The visitor was a man in a long coat He was very handsome in that his features were very symmetrically arranged and in a pleasing proportion to each other, making him physically attractive. I could tell that Elena thought this as well, as I could now read her body language and some of her thoughts.
I wondered what this man's thoughts were.
'Cheeky,' said the man, wagging a finger at me.
'What?' I was innocent.
He shot a glance at Elena. 'You know he's telepathic, right?'
Her eyes widened with surprise. 'Why didn't you tell me...?' Her tone was accusing.

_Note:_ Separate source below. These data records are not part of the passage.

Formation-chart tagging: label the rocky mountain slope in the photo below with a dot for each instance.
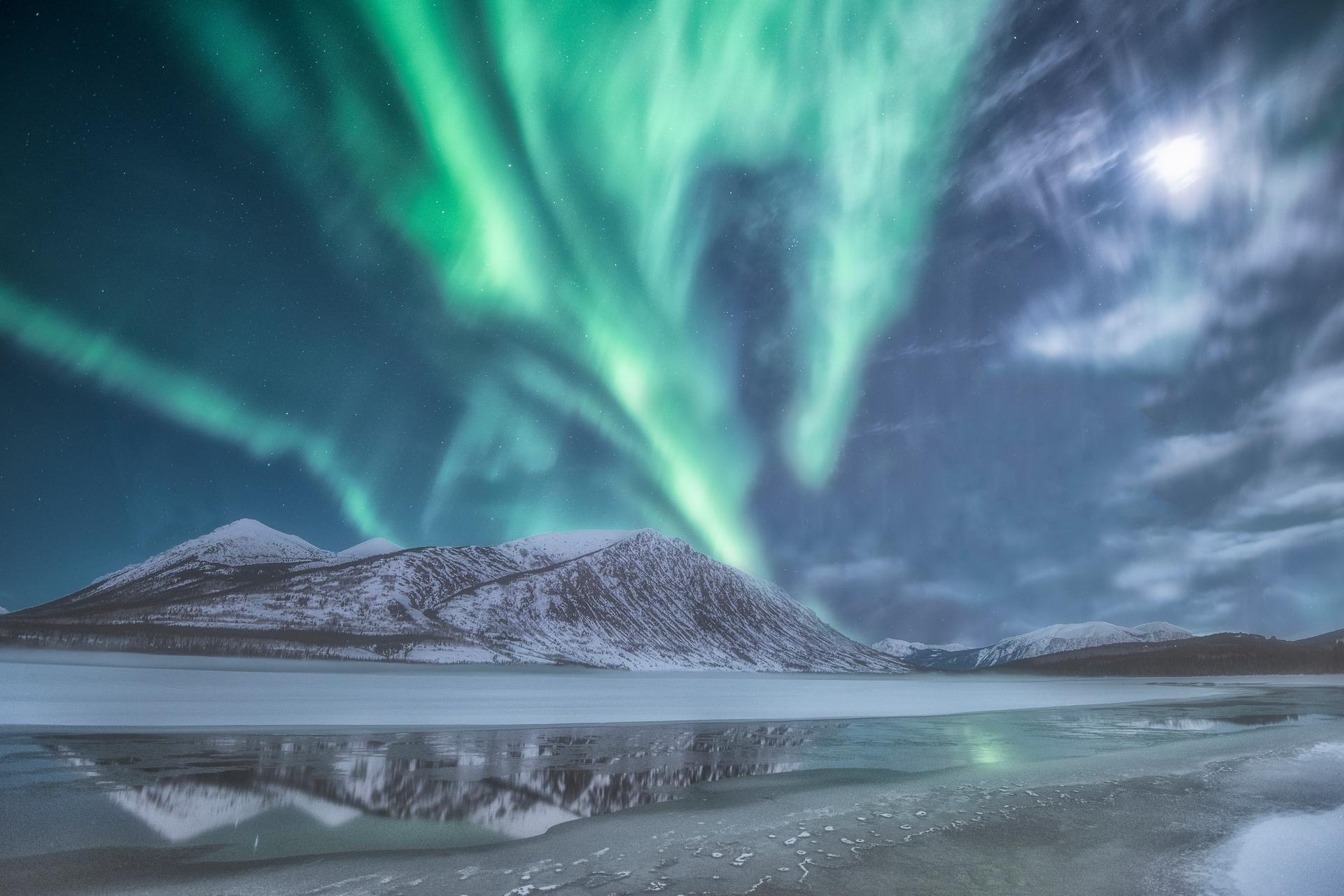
(1217, 654)
(1034, 644)
(622, 599)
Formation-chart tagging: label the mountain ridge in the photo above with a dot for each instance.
(605, 598)
(1056, 638)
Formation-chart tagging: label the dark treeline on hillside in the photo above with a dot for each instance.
(1215, 654)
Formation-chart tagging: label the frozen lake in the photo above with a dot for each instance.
(46, 690)
(951, 785)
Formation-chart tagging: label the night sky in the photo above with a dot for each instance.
(956, 318)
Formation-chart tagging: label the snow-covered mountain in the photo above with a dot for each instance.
(370, 548)
(622, 599)
(1074, 637)
(1034, 644)
(904, 649)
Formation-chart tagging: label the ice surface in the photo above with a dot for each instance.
(1297, 853)
(52, 688)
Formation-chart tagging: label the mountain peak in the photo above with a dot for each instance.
(370, 548)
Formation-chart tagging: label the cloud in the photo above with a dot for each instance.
(883, 597)
(1183, 456)
(1310, 407)
(1142, 332)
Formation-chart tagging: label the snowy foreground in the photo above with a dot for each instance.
(1224, 788)
(128, 691)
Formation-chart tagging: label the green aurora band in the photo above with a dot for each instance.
(546, 162)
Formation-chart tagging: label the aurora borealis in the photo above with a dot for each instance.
(891, 301)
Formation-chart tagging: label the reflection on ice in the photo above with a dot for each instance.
(510, 783)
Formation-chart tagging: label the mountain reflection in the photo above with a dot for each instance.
(514, 783)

'Can't you read my thoughts?' I asked her. In truth, I had suspected that she could not. But I had known that this was a secret. I liked having a secret.
The man sat down. He had very neat hair and clear blue eyes. 'Hello,' he said. 'My name is Jack.'
'Hello,' I replied. 'I have no name.'
'Really?' He turned to Elena. 'We should do something about that, shouldn't we?'
She pulled a face at him. She was annoyed, I could tell. 'Sebastian,' she said after some thought.
'Really?' said Jack.
'Sebastian,' she repeated. 'Unless, that is...'
'No,' I said. 'I very much like the name. I am Sebastian.'
'Lovely,' said the man called Jack. 'So, Sebastian, why are you here?'
'I am afraid I do not know. No one has told me,' I said. And I was telling him the truth this time.

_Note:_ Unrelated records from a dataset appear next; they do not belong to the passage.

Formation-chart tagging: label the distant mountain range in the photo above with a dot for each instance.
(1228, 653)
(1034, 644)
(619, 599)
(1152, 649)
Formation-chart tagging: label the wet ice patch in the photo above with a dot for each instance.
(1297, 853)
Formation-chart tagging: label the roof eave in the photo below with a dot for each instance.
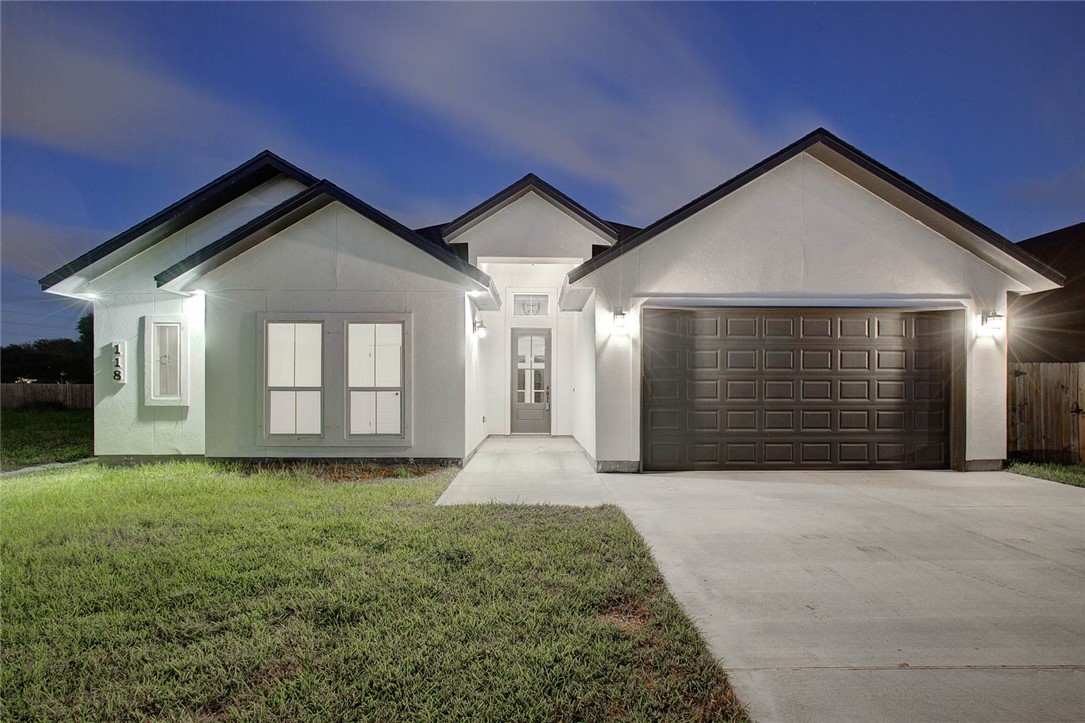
(231, 185)
(825, 147)
(184, 273)
(518, 190)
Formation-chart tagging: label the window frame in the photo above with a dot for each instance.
(150, 356)
(334, 377)
(549, 304)
(269, 389)
(401, 389)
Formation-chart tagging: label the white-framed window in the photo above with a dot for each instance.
(374, 379)
(335, 379)
(294, 356)
(531, 304)
(165, 360)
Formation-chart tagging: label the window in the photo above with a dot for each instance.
(374, 378)
(294, 358)
(165, 349)
(334, 379)
(531, 304)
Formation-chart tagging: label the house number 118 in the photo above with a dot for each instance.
(118, 369)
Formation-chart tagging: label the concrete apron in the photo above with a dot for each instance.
(854, 596)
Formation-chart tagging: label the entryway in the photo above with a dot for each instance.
(534, 470)
(531, 381)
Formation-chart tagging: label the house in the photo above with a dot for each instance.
(1050, 326)
(817, 311)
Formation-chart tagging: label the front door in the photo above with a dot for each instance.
(531, 381)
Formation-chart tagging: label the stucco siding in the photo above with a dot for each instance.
(530, 227)
(127, 294)
(800, 236)
(496, 350)
(335, 263)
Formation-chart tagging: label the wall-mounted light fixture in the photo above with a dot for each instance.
(618, 320)
(992, 321)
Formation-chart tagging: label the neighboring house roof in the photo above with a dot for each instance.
(293, 210)
(525, 185)
(1050, 326)
(228, 187)
(883, 181)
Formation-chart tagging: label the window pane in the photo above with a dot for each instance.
(387, 413)
(388, 353)
(282, 413)
(539, 387)
(523, 351)
(538, 350)
(360, 363)
(362, 413)
(308, 413)
(387, 367)
(280, 355)
(531, 305)
(307, 355)
(167, 367)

'Ah, well.' He looked cross. 'Do you... do you know where you come from?'
'I've asked him all this!' protested Elena.
'Yeah,' Jack puckered his lips. 'But I'm charming.
He may have been keeping something back.'
'I am not keeping anything back.'
'Right.' Jack looked at Elena and me. 'Right then.' He stood up. 'It's been very nice meeting you, Sebastian.' He nodded to Elena.

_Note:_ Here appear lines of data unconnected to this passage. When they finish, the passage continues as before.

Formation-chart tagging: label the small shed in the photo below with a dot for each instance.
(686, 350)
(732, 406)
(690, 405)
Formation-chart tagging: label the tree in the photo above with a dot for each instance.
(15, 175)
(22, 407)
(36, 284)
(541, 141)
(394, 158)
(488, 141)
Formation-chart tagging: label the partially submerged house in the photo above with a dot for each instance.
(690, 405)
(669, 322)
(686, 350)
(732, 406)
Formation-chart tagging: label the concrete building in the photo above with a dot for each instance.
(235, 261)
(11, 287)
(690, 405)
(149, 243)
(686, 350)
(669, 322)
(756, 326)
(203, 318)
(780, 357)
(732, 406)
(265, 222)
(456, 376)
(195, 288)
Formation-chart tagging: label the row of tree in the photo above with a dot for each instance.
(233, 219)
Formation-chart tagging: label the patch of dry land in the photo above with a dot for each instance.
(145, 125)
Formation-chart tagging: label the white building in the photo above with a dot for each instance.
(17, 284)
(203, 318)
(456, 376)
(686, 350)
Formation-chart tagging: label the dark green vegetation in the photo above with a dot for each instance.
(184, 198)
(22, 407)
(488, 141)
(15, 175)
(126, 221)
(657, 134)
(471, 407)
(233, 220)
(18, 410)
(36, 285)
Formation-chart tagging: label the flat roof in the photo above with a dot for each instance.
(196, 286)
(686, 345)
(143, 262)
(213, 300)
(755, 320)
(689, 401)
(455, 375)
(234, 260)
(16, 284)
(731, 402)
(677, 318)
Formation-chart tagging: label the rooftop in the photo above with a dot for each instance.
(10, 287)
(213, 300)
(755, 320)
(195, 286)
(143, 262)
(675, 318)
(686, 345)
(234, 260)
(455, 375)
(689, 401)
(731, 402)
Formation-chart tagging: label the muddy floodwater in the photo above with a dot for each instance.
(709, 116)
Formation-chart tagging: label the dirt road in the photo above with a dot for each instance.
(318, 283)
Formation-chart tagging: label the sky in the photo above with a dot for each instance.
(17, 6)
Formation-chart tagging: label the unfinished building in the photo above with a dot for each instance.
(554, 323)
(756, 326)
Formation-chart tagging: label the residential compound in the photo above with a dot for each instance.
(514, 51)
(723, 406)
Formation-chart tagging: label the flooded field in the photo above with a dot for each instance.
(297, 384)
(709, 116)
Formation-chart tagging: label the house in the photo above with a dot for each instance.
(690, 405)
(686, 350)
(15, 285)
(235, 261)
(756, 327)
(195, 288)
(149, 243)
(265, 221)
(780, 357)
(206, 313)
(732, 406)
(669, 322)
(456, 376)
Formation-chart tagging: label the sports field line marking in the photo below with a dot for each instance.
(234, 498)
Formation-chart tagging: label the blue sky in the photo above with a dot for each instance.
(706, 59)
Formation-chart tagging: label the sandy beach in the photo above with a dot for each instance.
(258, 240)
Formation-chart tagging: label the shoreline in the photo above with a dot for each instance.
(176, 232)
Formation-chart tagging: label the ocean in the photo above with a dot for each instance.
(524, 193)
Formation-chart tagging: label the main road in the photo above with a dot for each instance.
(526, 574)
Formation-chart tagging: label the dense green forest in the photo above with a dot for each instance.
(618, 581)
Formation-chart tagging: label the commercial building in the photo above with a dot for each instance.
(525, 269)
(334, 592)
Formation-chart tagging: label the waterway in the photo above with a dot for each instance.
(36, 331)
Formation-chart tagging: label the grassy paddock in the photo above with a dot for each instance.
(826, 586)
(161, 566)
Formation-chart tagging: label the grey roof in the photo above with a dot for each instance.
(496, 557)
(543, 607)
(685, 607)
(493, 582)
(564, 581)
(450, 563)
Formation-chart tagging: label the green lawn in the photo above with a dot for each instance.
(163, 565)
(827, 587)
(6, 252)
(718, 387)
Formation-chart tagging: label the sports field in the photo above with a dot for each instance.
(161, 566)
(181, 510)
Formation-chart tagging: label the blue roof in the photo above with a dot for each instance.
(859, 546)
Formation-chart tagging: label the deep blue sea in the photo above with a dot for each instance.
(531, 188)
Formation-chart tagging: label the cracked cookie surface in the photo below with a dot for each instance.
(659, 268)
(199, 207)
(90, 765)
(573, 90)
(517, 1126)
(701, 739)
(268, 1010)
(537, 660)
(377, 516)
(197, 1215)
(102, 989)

He came back a few months later.
'Hello Sebastian, it's your Uncle Jack. How are you?'
'I have learned to read and write in both English and Arabic,' I said proudly. 'I have also a basic understanding of geometry, algebra, geography and contemporary history.'
'Right.' Uncle Jack pulled a face. 'Have you, by any chance, learned to fire a gun yet?'
'No,' I said. 'What is a gun?'
'I see.' Uncle Jack looked cross. 'Let me just have a word with Elena.'
He left. I could hear them shouting.
Later, Elena came into the room. She was carrying a strange object. 'Sebastian,' she said, haltingly.
'This is a gun.'
I picked it up. It was quite heavy and made of metal. 'What is it for?'
She hesitated. 'It is for proving that you can point at a target from a distance. If you can mark that target then you are very clever. That is what the gun is for.'
She pinned up a set of circles on the far wall and handed me the gun. She showed me how to point it.